A participação política do jovem no Brasil contemporâneo
Enviada em 16/05/2020
A Constituição Cidadã assegura os direitos fundamentais do indivíduo, entre eles a cidadania: participação do sujeito na construção da sociedade em que vive, votar, ser eleito, filiar-se a partidos, protestar etc. Apesar de o exercício da cidadania ser pilar da Democracia, percebe-se a ínfima participação política do jovem no Brasil contemporâneo, seja pela descrença na eficiência desse sistema, seja por estarmos em uma Democracia Delegativa. Em primeiro lugar, quando se analisa a história do Brasil, percebe-se que nosso país teve e tem fatores propícios para desenvolver-se. Contudo, a parcela majoritária da população nunca teve uma boa qualidade de vida. Houve o Ciclo do Ouro no Centro-Oeste, cultivo do café no Sudeste, produção de açúcar no Nordeste, extração da Borracha no Norte. Na contemporaneidade há a industrialização, elevada produção agroexportadora, fluxo turístico, extração de petróleo etc. Somos a nona economia mundial e apenas uma pequena elite tem seus interesses atendidos.

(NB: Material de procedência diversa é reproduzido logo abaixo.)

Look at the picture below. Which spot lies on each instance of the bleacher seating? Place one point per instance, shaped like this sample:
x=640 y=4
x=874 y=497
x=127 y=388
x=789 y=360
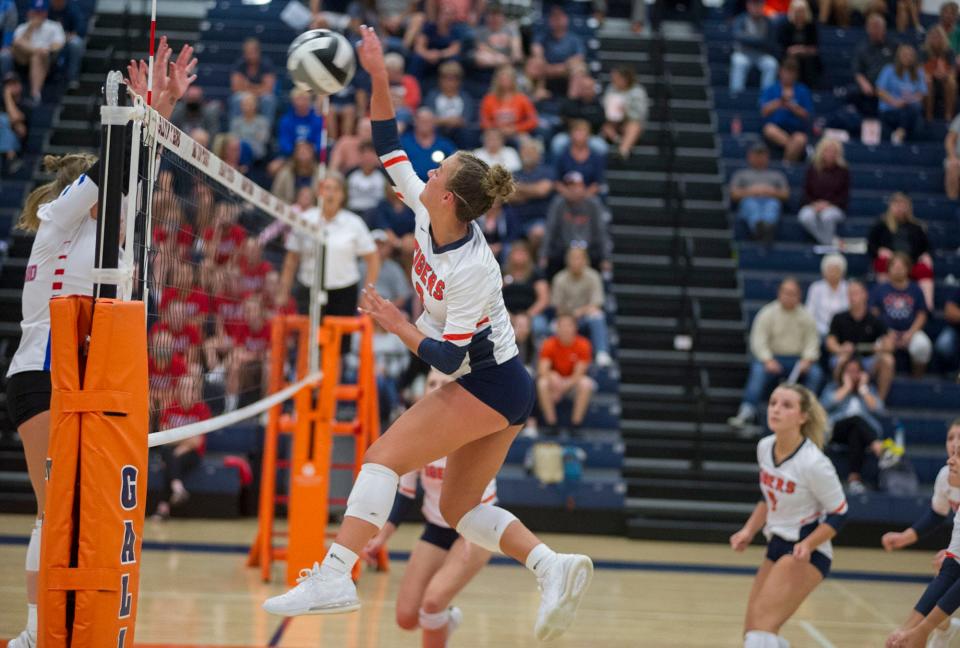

Desse modo, como esperar que os jovens, ao estudar a história do país, acreditem que a política é a expressão da cidadania e tenham interesse em serem politicamente ativos? Acrescente-se que, assim como defendeu o politólogo argentino Guillermo O’Donnell, na América Latina, a Democracia é Delegativa. Ao votar, há ênfase na figura do sujeito que está sendo eleito e não em suas propostas. Logo, após a vitória na eleição, o representante do povo é “esquecido” e suas ações são legitimadas, como se a vitória eximisse a responsabilidade que o político tem com a sociedade. Portanto, para que haja uma Democracia fundamentada na cidadania e um país com uma boa qualidade de vida, os jovens também tem de estar ativos na política. Além disso, é preciso que além de votar, a população: acompanhe assiduamente as decisões/medidas governamentais, proteste e exija que seus direitos sejam cumpridos; afinal os políticos devem ser verdadeiramente representantes do povo. Para tanto, é preciso que o Ministério da Educação inclua na Base Nacional Comum Curricular das escolas públicas e privadas a disciplina de Cidadania, na qual serão estudados os direitos/deveres dos sujeitos e o que é cidadania, pois cidadãos conscientes e responsáveis constroem uma pátria melhor para todos.